I held off on machining a cube-like fusor in the hopes that simulations will give insights on electron/ion behavior and general plasma dynamics. Much of my effort these past several months has been spent on writing a fully collisional, GPU-accelerated, particle-in-cell plasma simulation from scratch. I'm happy to say that after much debugging, the code is almost complete. I'll go much more in depth in the future when everything's done, but here's a very basic outline of how the code works:
- Import CAD model, generate initial electric field, prepare cross-section data
- Initialize all arrays for particle position, velocity, etc... included species: D+, D2+, D3+, D2, D, e
- Move relevant data to the GPU
- In a loop:
- Find collisions of particles with background gas using previous timestep's particle velocities
- Delete particles that reacted, add products
- Move particles using Boris algorithm (will be adding magnetic fields soon)

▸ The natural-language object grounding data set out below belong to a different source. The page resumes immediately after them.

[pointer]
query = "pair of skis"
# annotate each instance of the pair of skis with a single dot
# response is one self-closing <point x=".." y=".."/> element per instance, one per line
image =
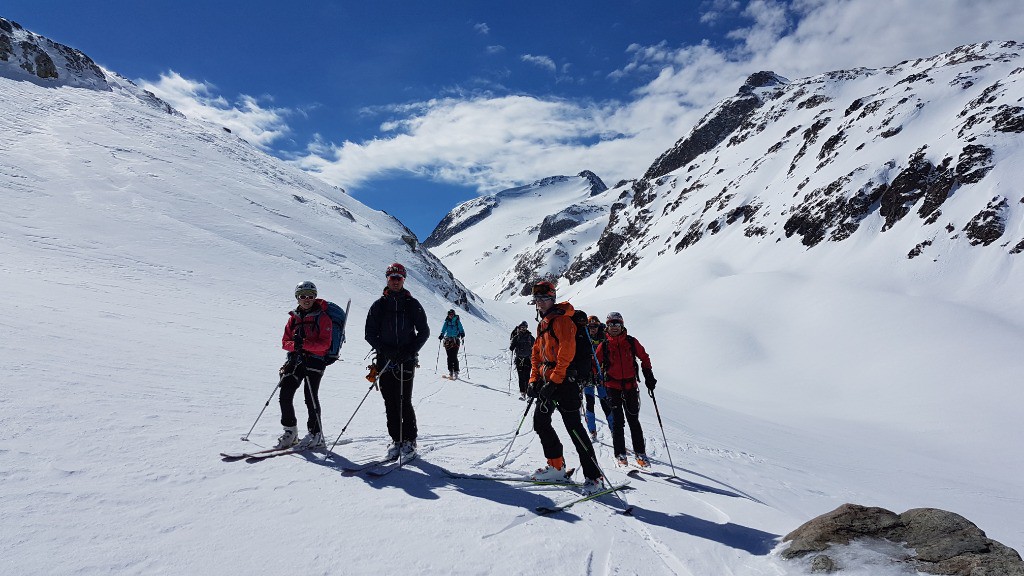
<point x="544" y="510"/>
<point x="380" y="467"/>
<point x="384" y="466"/>
<point x="258" y="455"/>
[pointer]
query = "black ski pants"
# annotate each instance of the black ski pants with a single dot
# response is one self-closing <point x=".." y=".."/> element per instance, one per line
<point x="309" y="370"/>
<point x="605" y="407"/>
<point x="566" y="402"/>
<point x="522" y="368"/>
<point x="452" y="352"/>
<point x="396" y="386"/>
<point x="626" y="403"/>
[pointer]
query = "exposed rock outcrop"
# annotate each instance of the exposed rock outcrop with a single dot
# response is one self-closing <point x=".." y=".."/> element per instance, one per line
<point x="933" y="541"/>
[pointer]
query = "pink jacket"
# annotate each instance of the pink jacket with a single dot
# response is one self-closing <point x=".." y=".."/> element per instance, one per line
<point x="314" y="326"/>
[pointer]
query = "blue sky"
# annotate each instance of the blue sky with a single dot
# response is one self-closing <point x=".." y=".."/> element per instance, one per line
<point x="415" y="106"/>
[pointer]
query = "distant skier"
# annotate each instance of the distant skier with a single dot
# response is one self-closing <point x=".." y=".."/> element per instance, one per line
<point x="553" y="352"/>
<point x="307" y="338"/>
<point x="453" y="334"/>
<point x="396" y="328"/>
<point x="521" y="344"/>
<point x="617" y="356"/>
<point x="596" y="386"/>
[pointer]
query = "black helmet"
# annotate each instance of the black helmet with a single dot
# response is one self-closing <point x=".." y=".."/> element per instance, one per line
<point x="305" y="287"/>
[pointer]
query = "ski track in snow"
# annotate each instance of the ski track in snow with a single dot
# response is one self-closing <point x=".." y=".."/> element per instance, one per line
<point x="164" y="253"/>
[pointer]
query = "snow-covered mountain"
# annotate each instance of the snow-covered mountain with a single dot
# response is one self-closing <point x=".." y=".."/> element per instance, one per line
<point x="101" y="155"/>
<point x="530" y="231"/>
<point x="923" y="157"/>
<point x="146" y="265"/>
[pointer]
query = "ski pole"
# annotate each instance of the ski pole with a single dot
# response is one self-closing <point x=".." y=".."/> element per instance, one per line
<point x="526" y="411"/>
<point x="656" y="411"/>
<point x="438" y="355"/>
<point x="246" y="438"/>
<point x="372" y="386"/>
<point x="314" y="397"/>
<point x="401" y="410"/>
<point x="627" y="508"/>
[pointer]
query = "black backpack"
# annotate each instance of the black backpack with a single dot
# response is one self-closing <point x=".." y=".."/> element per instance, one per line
<point x="607" y="358"/>
<point x="582" y="366"/>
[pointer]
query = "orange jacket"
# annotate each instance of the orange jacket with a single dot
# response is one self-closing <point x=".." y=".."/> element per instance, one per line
<point x="555" y="345"/>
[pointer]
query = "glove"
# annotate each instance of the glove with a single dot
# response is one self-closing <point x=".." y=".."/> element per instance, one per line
<point x="531" y="389"/>
<point x="547" y="391"/>
<point x="288" y="366"/>
<point x="648" y="378"/>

- Delete particles that impact the cathode and chamber
- Add secondary electrons from ions that impact the cathode
- Find particle densities, charge densities on the simulation grid
- Compute space charge and new electric field
- Compute the fusion rate using energy-binned particle densities
- Repeat indefinitely, or until some criterion is met
The results are in good agreement with other simulations and measurements. Central ion densities are on the order of 1e15/m^3 and computed fusion rates are ~1e6/s - 1e7/s. As expected, the vast majority of fusion reactions are beam-background and fast neutral-background, with the total contribution of beam-beam being a negligible ~0.0001% of the total. Further crushing hopes of recirculation in standard fusors, in the 10 - 50mtorr range the mean free path of D+, D2+, and D3+ ions is abysmal at a few cm.